Opened in 1972 by Princess Alexandra, the reservoir was subject to some controversy as it was to be built on high grade agricultural land. The reservoir is approximately 1 km by 1 km in size and the depth is approximately 20m. Remedial works concerning a slip (movement) in the north embankment were undertaken at some point.

The reservoir is situated between Grimsby and Louth in Lincolnshire. The reservoir hosts a watersports centre offering sailing, waterskiing and diving with a perimeter walkway open to the public. Built on the Lincolnshire coastal marsh, the sides of the reservoir offer views over surrounding farmland towards Grimsby, to the north, the coast, Louth and the Lincolnshire Wolds to the west.

The reservoir acts as storage for times of low aquifer recharge in the area, and can be used to prevent saline intrusion into the Lincolnshire chalk aquifer which is the primary source of water in East Lincolnshire. The return of treated effluent from Louth to the Louth Canal, and Great Eau transfer scheme also help to maintain the water levels of the reservoir in this relatively dry region of the UK.

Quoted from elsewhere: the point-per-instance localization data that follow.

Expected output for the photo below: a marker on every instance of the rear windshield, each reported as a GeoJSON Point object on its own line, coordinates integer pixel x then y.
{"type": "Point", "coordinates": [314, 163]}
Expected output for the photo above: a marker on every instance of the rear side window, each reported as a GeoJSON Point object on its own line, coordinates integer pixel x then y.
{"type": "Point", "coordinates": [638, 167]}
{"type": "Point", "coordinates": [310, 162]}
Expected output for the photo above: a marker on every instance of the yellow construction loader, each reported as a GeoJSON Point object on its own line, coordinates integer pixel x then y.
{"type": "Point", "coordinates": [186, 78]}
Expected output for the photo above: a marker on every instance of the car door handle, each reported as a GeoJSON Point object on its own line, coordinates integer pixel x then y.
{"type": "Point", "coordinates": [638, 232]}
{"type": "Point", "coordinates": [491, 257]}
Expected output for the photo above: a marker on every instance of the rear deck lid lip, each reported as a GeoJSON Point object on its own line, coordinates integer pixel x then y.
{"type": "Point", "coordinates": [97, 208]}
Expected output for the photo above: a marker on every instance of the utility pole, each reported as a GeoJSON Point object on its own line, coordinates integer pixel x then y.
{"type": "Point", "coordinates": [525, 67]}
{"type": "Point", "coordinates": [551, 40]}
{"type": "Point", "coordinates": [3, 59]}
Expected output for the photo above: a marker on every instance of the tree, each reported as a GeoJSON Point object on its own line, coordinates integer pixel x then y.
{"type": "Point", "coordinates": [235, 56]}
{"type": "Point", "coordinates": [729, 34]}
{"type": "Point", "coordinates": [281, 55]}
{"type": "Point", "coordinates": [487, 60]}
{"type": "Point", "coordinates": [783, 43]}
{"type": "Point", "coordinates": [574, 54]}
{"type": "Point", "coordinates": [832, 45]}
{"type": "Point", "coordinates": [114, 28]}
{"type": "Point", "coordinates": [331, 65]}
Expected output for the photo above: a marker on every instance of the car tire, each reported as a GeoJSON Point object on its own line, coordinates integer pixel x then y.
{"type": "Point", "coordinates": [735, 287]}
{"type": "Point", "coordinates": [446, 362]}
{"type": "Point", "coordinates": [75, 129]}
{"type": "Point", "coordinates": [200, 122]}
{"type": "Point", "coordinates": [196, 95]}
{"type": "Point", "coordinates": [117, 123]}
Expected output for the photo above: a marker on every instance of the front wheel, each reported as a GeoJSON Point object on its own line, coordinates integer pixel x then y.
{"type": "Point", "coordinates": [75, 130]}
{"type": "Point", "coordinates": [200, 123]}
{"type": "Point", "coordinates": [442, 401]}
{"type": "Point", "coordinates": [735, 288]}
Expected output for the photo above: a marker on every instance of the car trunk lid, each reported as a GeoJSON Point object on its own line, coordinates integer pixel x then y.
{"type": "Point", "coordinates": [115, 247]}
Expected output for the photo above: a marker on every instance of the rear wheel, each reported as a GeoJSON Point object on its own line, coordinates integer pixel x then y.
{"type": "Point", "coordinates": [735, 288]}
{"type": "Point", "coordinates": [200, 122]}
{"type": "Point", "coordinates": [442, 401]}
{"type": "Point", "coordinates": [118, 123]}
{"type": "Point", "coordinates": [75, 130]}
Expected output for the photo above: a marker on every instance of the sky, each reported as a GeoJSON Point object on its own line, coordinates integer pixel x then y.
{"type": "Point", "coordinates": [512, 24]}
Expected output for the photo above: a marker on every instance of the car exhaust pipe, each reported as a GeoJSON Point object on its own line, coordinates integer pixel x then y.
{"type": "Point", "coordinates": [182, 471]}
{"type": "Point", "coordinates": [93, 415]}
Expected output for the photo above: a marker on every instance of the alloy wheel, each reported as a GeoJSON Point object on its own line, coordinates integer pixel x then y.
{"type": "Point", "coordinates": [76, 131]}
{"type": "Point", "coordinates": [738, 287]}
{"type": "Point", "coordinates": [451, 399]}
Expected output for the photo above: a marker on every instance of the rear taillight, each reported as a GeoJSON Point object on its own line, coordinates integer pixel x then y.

The reservoir is constructed of walls all around, raised 20m above the low lying Lincolnshire marsh. The structure is concrete lined, which prevents growth of marginal plants, however this does not prevent the reservoir attracting varied waterfowl and other birds.

The reservoir primarily serves the water needs of the Grimsby and Cleethorpes conurbation, as well as being a supply feed for Louth, Mablethorpe and Skegness.
In 2012 a £40 million pipeline linking the reservoir to the town of Boston in the south of the county began, and is expected to be capable of transferring 26 million litres of water a day.